Tras una reforma producida en el Estatuto de los fiscales en el año 2003, la práctica totalidad de la jerarquía de la Carrera Fiscal pasó de servir en plazas con carácter vitalicio a tener un plazo de mandato de cinco años en el cargo. Esos puestos de responsabilidad en la Fiscalía se consideran de nombramiento discrecional, y en la práctica descansan en la voluntad del FGE, sin que hasta la fecha haya prosperado recurso contencioso administrativo alguno contra la determinación de esa voluntad.

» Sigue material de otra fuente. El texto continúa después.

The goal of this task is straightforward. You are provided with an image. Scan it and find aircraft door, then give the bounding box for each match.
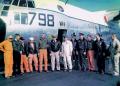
[57,29,67,43]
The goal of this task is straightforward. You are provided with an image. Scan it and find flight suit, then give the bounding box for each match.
[86,40,95,71]
[20,41,29,73]
[108,43,115,73]
[0,40,13,78]
[61,40,73,70]
[38,38,48,72]
[27,42,38,72]
[112,38,120,76]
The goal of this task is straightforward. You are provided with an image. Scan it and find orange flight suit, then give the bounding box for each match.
[39,49,48,72]
[0,40,13,78]
[20,54,30,73]
[28,54,38,72]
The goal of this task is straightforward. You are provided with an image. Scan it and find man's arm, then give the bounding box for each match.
[115,39,120,52]
[70,41,73,53]
[0,41,5,52]
[12,40,17,51]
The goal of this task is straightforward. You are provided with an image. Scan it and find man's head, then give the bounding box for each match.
[87,34,92,41]
[96,33,101,41]
[7,35,13,42]
[15,34,21,40]
[52,35,57,41]
[71,33,76,38]
[29,37,34,43]
[112,34,117,41]
[20,36,25,41]
[64,36,69,42]
[41,33,46,39]
[79,33,84,40]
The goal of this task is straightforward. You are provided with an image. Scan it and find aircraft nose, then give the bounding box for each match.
[0,18,6,43]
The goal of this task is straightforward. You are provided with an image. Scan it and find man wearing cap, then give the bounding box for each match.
[61,36,73,72]
[0,35,13,78]
[76,33,87,71]
[20,37,30,74]
[50,36,61,71]
[38,34,48,72]
[13,34,22,75]
[27,37,38,72]
[94,34,107,74]
[86,34,95,71]
[111,34,120,76]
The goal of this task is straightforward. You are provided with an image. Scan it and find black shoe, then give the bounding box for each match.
[5,76,10,79]
[51,70,54,72]
[64,69,67,72]
[21,72,24,75]
[38,70,42,73]
[56,70,60,71]
[44,70,49,72]
[9,76,15,78]
[68,69,72,72]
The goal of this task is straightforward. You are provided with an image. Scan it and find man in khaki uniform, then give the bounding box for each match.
[112,34,120,76]
[0,35,13,78]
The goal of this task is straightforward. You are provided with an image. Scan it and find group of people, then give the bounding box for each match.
[0,32,120,79]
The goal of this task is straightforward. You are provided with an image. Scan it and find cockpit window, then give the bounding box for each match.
[14,13,20,24]
[28,1,35,8]
[1,6,9,16]
[19,0,27,7]
[3,6,9,10]
[1,11,8,16]
[10,0,35,8]
[2,0,12,4]
[21,13,28,24]
[12,0,19,6]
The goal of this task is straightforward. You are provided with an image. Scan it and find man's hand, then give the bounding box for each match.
[84,52,86,55]
[59,52,63,57]
[20,51,22,54]
[50,53,52,56]
[76,51,78,55]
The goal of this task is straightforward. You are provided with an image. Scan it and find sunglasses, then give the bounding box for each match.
[9,38,13,39]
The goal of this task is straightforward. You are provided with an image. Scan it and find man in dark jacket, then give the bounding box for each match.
[76,33,87,71]
[12,34,22,75]
[71,33,78,70]
[50,36,61,71]
[20,37,29,74]
[94,34,107,74]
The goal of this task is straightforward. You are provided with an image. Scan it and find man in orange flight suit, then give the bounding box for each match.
[20,37,30,73]
[0,35,13,78]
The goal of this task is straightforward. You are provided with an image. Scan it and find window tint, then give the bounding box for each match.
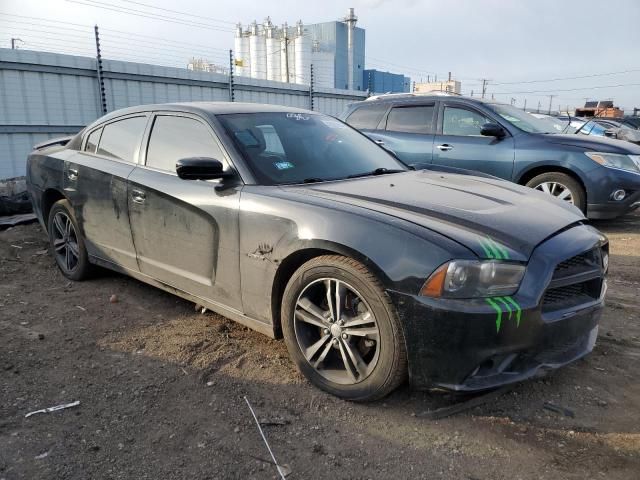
[97,116,147,162]
[345,104,387,130]
[146,115,224,172]
[218,113,405,186]
[442,107,490,136]
[84,127,102,153]
[386,106,435,134]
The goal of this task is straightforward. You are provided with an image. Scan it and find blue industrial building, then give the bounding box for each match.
[363,69,411,94]
[305,8,366,91]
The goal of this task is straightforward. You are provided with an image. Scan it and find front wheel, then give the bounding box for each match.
[281,255,407,401]
[525,172,586,213]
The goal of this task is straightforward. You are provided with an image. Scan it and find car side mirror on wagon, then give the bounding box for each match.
[480,122,506,138]
[175,157,234,180]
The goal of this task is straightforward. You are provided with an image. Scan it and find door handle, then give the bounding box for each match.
[67,168,78,181]
[131,189,146,204]
[436,144,453,151]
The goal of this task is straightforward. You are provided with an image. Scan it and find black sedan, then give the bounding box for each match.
[26,103,608,401]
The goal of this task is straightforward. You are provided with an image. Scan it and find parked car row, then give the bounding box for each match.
[340,93,640,219]
[27,101,609,400]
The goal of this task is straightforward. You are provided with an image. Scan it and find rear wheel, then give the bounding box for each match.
[47,199,92,281]
[281,255,407,401]
[525,172,586,213]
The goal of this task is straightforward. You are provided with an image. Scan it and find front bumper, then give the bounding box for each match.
[391,224,607,391]
[586,167,640,219]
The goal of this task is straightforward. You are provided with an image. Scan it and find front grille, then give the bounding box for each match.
[553,248,601,280]
[542,248,605,314]
[542,279,601,312]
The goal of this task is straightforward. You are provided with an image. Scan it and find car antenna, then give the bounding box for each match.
[561,108,573,134]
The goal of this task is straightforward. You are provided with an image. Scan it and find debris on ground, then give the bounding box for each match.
[109,294,118,304]
[0,213,37,229]
[543,401,575,418]
[25,400,80,418]
[417,386,514,420]
[244,396,289,479]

En aquellas fechas, además, el Gobierno podía echar de un plumazo y sin mayores consideraciones al Fiscal General. Un cargo que además se elegía por razones de estricta confianza. Es decir, el Gobierno tenía la máxima libertad para la designación y la máxima libertad para el cese. Sin necesidad de ejercer esa prerrogativa, la amenaza de remoción estaba siempre presente. Los Fiscales Generales debían actuar con arreglo a los principios de legalidad e imparcialidad conforme establece la Constitución, pero amenazados por la posibilidad de que una confrontación con el Gobierno precipitara el fin de su mandato. Con esos mimbres era imposible construir un Ministerio Fiscal creíble en su imparcialidad en un momento en que en toda Europa se ampliaban las competencias procesales de los fiscales.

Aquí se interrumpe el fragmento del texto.